Deaths blamed on U.S., Taliban
Afghan government issues report on April 6 airstrike
KABUL, Afghanistan – The Taliban and U.S. military were both at fault in a NATO airstrike in eastern Afghanistan this month that killed 17 Afghan civilians, including 12 children, according to an Afghan government investigation.
The inquiry raised the number of civilian deaths from an earlier total of 11.
NATO has completed an investigation of the same incident in Kunar province, but its report is still under review, a coalition spokesman said.
According to the Afghan investigation of the April 6 incident released Saturday, security forces were on a mission to arrest two Taliban commanders, Qari Mohammad Hanif and Ali Khan, when they were ambushed by gunmen with light and heavy weapons, resulting in the death of an American adviser.
U.S. forces then called in NATO planes, investigators said, both to remove the body and to strike homes believed to house attackers.
In addition to the 17 civilian deaths, 12 people were injured.
Reports at the time said the Taliban fighters were also killed.
“As the reports confirm that armed Taliban were there in the area, we strongly condemn the use of civilians and their homes as shields by the Taliban,” President Hamid Karzai said in a statement.
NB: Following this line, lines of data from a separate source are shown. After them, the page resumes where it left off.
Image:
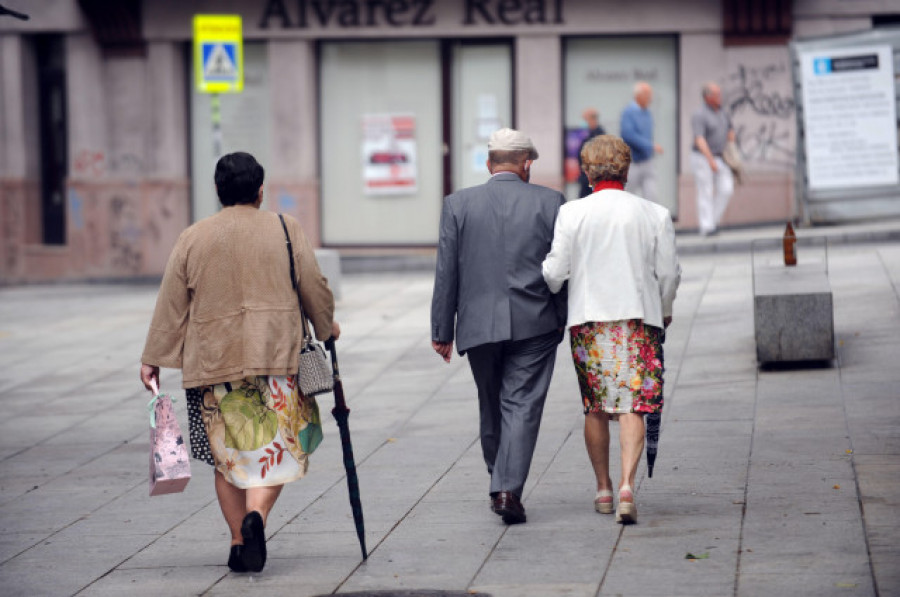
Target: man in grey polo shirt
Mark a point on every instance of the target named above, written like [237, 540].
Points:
[712, 130]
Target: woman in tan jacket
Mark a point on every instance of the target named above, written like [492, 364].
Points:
[227, 316]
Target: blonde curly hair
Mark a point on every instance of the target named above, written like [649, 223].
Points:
[606, 158]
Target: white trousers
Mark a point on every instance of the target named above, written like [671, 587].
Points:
[714, 190]
[642, 180]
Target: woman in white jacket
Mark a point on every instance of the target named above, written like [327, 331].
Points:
[617, 252]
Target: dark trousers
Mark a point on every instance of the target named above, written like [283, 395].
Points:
[512, 378]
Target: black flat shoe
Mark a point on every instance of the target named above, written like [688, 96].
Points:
[235, 559]
[253, 553]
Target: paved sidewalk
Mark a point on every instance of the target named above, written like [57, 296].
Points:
[781, 482]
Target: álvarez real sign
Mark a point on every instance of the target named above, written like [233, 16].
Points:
[218, 53]
[301, 14]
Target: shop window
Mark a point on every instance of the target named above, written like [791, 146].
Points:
[53, 126]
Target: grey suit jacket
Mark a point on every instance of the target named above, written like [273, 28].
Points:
[493, 239]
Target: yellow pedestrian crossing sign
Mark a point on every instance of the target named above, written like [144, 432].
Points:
[218, 53]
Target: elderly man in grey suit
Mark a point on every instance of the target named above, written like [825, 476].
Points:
[493, 239]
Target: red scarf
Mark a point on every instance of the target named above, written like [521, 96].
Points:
[608, 184]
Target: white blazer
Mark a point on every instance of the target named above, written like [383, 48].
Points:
[618, 253]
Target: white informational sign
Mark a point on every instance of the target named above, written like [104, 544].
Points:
[849, 117]
[389, 154]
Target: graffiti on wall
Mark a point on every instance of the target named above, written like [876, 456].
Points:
[759, 96]
[96, 164]
[124, 235]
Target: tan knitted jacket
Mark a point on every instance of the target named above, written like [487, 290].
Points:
[226, 308]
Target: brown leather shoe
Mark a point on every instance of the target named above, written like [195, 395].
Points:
[508, 506]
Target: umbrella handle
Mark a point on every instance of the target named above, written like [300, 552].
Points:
[329, 344]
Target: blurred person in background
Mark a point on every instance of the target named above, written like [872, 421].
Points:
[712, 131]
[227, 315]
[636, 127]
[592, 119]
[617, 253]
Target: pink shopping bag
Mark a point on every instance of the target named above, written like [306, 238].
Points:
[170, 468]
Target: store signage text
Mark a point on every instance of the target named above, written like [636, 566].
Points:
[300, 14]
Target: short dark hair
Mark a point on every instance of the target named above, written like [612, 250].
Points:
[238, 178]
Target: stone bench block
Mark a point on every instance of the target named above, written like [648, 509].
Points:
[793, 314]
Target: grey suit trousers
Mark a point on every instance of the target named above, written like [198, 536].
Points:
[512, 378]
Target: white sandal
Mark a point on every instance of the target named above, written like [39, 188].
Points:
[626, 512]
[603, 503]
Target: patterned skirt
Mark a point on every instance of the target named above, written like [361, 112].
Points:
[619, 366]
[257, 431]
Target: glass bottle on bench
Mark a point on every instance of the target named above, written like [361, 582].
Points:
[790, 245]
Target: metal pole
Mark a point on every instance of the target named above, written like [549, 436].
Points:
[216, 117]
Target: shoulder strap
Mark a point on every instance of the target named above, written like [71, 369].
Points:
[290, 247]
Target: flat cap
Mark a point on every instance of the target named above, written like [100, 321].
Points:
[510, 140]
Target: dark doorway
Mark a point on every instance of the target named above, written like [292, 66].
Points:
[51, 66]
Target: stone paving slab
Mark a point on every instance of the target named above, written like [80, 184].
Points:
[787, 480]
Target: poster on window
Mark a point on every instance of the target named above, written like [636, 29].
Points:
[850, 120]
[389, 154]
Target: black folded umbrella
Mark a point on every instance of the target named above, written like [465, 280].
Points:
[654, 421]
[341, 413]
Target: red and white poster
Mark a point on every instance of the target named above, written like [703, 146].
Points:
[389, 154]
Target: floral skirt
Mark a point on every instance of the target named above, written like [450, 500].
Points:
[257, 431]
[619, 366]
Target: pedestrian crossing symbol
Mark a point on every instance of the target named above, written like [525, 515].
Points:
[218, 53]
[219, 61]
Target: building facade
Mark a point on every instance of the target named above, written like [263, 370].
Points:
[365, 113]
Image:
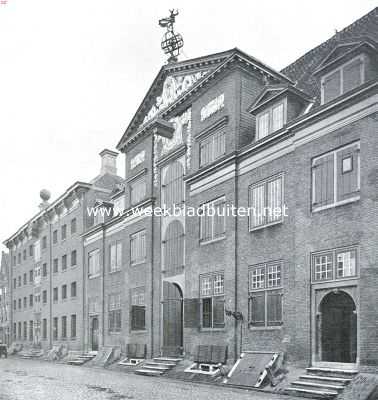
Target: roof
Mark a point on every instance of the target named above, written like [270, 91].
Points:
[303, 68]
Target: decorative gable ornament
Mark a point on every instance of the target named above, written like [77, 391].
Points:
[173, 87]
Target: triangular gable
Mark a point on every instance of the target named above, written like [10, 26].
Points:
[344, 48]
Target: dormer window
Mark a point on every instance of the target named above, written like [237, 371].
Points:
[271, 119]
[343, 79]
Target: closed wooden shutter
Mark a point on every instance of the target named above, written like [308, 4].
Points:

But, he added, “we do not accept the conduct of any airstrike on residential areas under any name and for any purpose whatsoever.”
Karzai added that the airstrike in a crowded residential area by the International Security Assistance Force violated human rights and breached an Afghan executive order banning the use of such weapons in populated neighborhoods.
The investigation was done by a team from Kabul in consultation with 75 tribal and religious leaders from the province.
The U.S.-led coalition said it launched airstrikes in Kunar province that day but has not confirmed civilian casualties. It also said the strikes did not take place in an area with buildings.
According to a statement from the Afghan president’s office, Karzai told U.S. President Barack Obama on Tuesday that more such incidents could jeopardize a bilateral security pact aimed at allowing a limited U.S. military presence in Afghanistan after 2014.